The FDA’s Gastrointestinal Drugs Advisory Committee voted Thursday unanimously in favor of including an optional high-dose regimen for tofacitinib (Xeljanz) for induction and maintenance in specific ulcerative colitis patient subpopulations.
The committee was not asked specifically to vote on the more general question of whether tofacitinib should be approved for ulcerative colitis, an indication that drugmaker Pfizer is seeking. But the 15-0 vote on dosing didn’t suggest opposition to the idea.
Tofacitinib is currently approved for use in rheumatoid arthritis and psoriatic arthritis, in a dosing regimen of 5 mg twice daily. For ulcerative colitis, briefing documents from FDA’s technical staff stated that there is a high unmet need for patients with this lifelong disease who do not respond adequately to the available approved treatment and have persistent moderate to severe disease.
“The availability of an additional agent with a different mechanism of action would provide needed mechanistic diversity for a disease involving the adaptive immune system characterized by multifaceted pathogenesis and shortened drug survival (especially with lack of durable efficacy of current [tumor necrosis factor] blockers),” according to the briefing information.
Pfizer’s two phase III clinical trials included both induction and maintenance phases, with 8 weeks of induction using a 10-mg twice daily dose and 44 additional weeks of maintenance with 5 mg or 10 mg twice daily doses. The two studies included 1,139 patients.
Based on the results of those studies, Pfizer requested a higher dose for for adults with moderately to severely active disease who have had an inadequate response, lost response, or were unable to tolerate tumor necrosis factor blocker therapy. For this patient subpopulation, the company has requested that the labeling include an induction regimen of 10 mg twice daily for 8 weeks, followed by an optional 10 mg twice daily for maintenance.
The committee’s unanimous vote in favor of the high dose came despite some concerns among members about infections and particularly about the possibility of herpes zoster developing with the higher dose. They noted that this is a “desperate population,” and that the benefits seemed greater than the risks.
The proposed dosing also included an option for patients who do not respond adequately with 8 weeks of 10 mg twice daily induction to have an additional 8 weeks of the higher dose, because in the clinical trials, 50% of those who failed to respond by 8 weeks did so after the additional higher dose induction period.

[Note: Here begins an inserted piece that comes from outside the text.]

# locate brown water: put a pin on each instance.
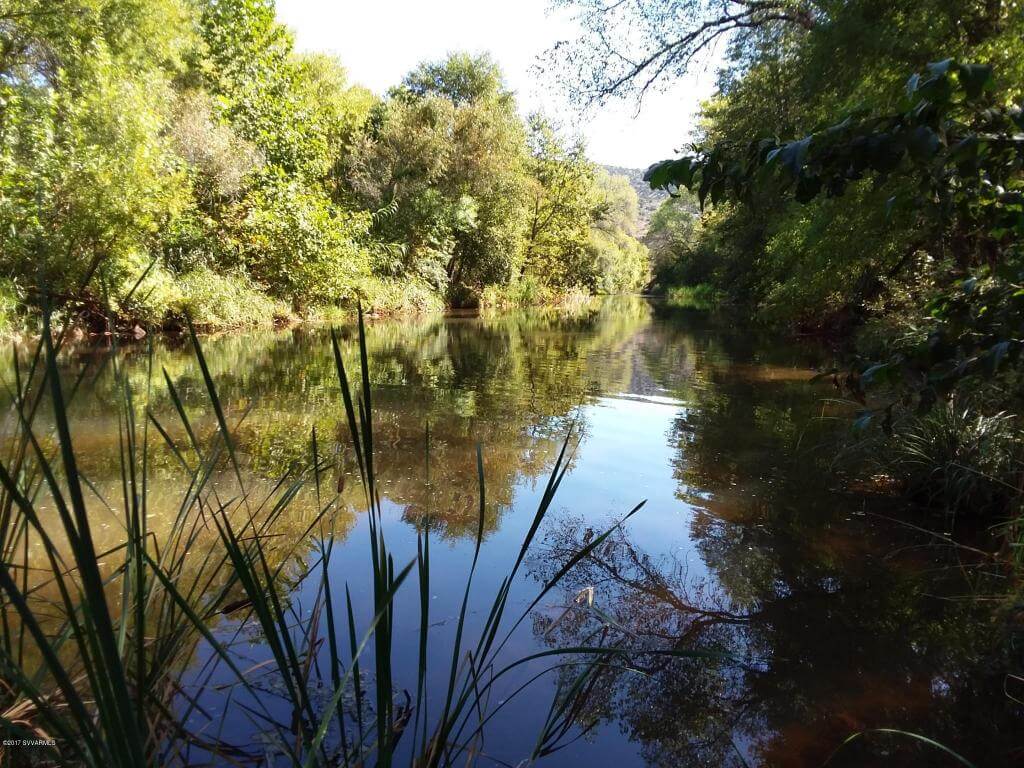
(841, 620)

The panel also voted 15 to 0 in favor of that option, again stressing the need for flexibility and reliance on clinical judgment and education of both physicians and patients about the potential risks. Other strategies for mitigating risks could include efforts to encourage the use of the new shingles vaccine, they noted.
But when asked whether Pfizer should conduct a postmarketing study to compare the different maintenance doses, the panel split with seven members voting yes and eight saying no.
The FDA is not bound to follow its advisory committees’ recommendations but it frequently does.